I could practically hear the cheers echoing through Ravenstown when the pick was announced. Yes, by golly, they finally did it. Instead of following their familiar, somewhat sober and time-tested blueprint of going more with linebackers, offensive linemen and defensive backs than ball carriers and pass catchers, the Ravens made a flashy pick.
I'm all for it.
I know Joe Flacco is all for it.
Hey, who isn't?
Listen to what Hall of Fame receiver Michael Irvin said of Perriman, who caught 50 passes for 1,044 yards and nine touchdowns last season as a junior at Central Florida: "The speed this kid has is incredible. He can absolutely fly. Perriman reminds me a lot of Andre Johnson. When you start talking about money downs, no player made more plays on third and fourth downs than Perriman."
If that doesn't get your juices flowing, hey, you might not have a pulse.
Perriman fills a crucial void in the offense that opened up when Torrey Smith signed with the San Francisco 49ers in March. The Ravens still had a productive group of receivers led by Steve Smith Sr., Marlon Brown and Kamar Aiken, a group they like so much that they said several times recently that they didn't feel they needed to draft a receiver. But the reality was they no longer had a flat-out burner. They did need to add that dimension, especially given Flacco's deep-ball talents and new Offensive Coordinator Mark Trestman's track record of getting a lot out of receivers.
Now they have that speed dimension. Perriman's 40-yard dash time is one of the fastest ever. With Flacco throwing to him, Smith mentoring him and Trestman drawing up plays for him, he's in quite a situation for a young receiver.

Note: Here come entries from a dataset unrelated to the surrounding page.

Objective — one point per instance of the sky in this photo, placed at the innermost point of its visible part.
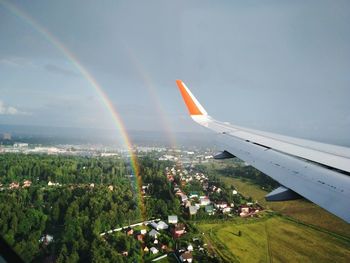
(278, 66)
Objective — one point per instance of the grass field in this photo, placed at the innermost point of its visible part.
(274, 239)
(301, 210)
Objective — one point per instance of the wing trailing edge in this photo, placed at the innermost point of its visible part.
(319, 172)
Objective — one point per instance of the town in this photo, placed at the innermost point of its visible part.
(201, 197)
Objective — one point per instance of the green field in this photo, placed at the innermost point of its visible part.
(300, 210)
(274, 239)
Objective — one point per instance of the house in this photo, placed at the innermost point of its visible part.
(193, 195)
(46, 239)
(26, 183)
(14, 185)
(172, 219)
(190, 247)
(192, 210)
(204, 200)
(129, 231)
(52, 184)
(153, 233)
(154, 250)
(179, 230)
(186, 257)
(154, 225)
(209, 209)
(226, 210)
(245, 210)
(162, 225)
(139, 237)
(221, 205)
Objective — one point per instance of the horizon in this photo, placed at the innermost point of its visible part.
(277, 67)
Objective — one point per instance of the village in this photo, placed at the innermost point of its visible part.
(201, 199)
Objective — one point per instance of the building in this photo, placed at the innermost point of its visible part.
(172, 219)
(129, 231)
(161, 225)
(190, 247)
(7, 136)
(193, 210)
(179, 230)
(153, 233)
(204, 200)
(46, 239)
(139, 237)
(154, 250)
(26, 183)
(209, 209)
(221, 205)
(186, 257)
(14, 185)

"I know it's a great opportunity," he said Thursday night.
It might take me a few days to get used to the fact that the Ravens actually did this. Their style is to use the high end of the draft to add building blocks, fortify the guts of their team. They hadn't drafted an offensive player with a first-round pick since 2008. They hadn't drafted a wide receiver or running back with a first-round pick since 2005.

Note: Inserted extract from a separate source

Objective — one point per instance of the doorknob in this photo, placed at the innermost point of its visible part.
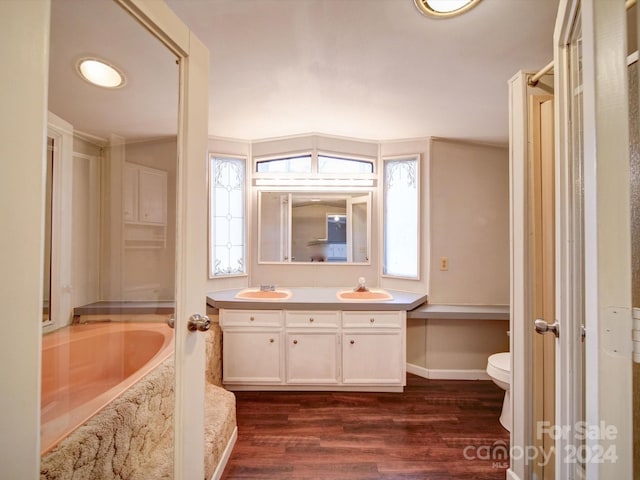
(199, 323)
(543, 327)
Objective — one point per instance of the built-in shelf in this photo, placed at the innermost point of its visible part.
(460, 312)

Honestly, when the night started, I thought they would end up taking a defensive player such as cornerback Marcus Peters or pass rusher Shane Ray.
But as the first round unfolded, it became clear that a handful of highly-rated receivers would be available when the Ravens picked. Miami's Phillip Dorsett and Arizona State's Jaelen Strong were also available as well as Perriman.
But the Ravens weren't just looking to fill one of their biggest needs. They were looking to fill the need with one player in particular.
Head Coach John Harbaugh told WBAL late Thursday night that the team had Perriman rated as the "14th or 15th" best player in the draft, making it clear why they were so elated to get him at No. 26. GM Ozzie Newsome said the team probably would have traded out of the first round if Perriman hadn't been available.
If I'm reading between those lines correctly, he was the last highly-rated player on their board who was still available when their turn came. No wonder Newsome turned in the pick less than two minutes into the Ravens' allotted 10-minute window. He knew he had his man, another value selection near the bottom of the first round.
The Ravens still have a handful of other needs they need to address with their nine remaining picks over the next two days. Don't be surprised if they make a trade, package several of those picks to move up and grab a player in the second or third round Friday night. They could use a pass-catching tight end and they need to bolster their depth at cornerback.
But the Perriman pick already assures them of a draft class that will ramp up the excitement for 2015.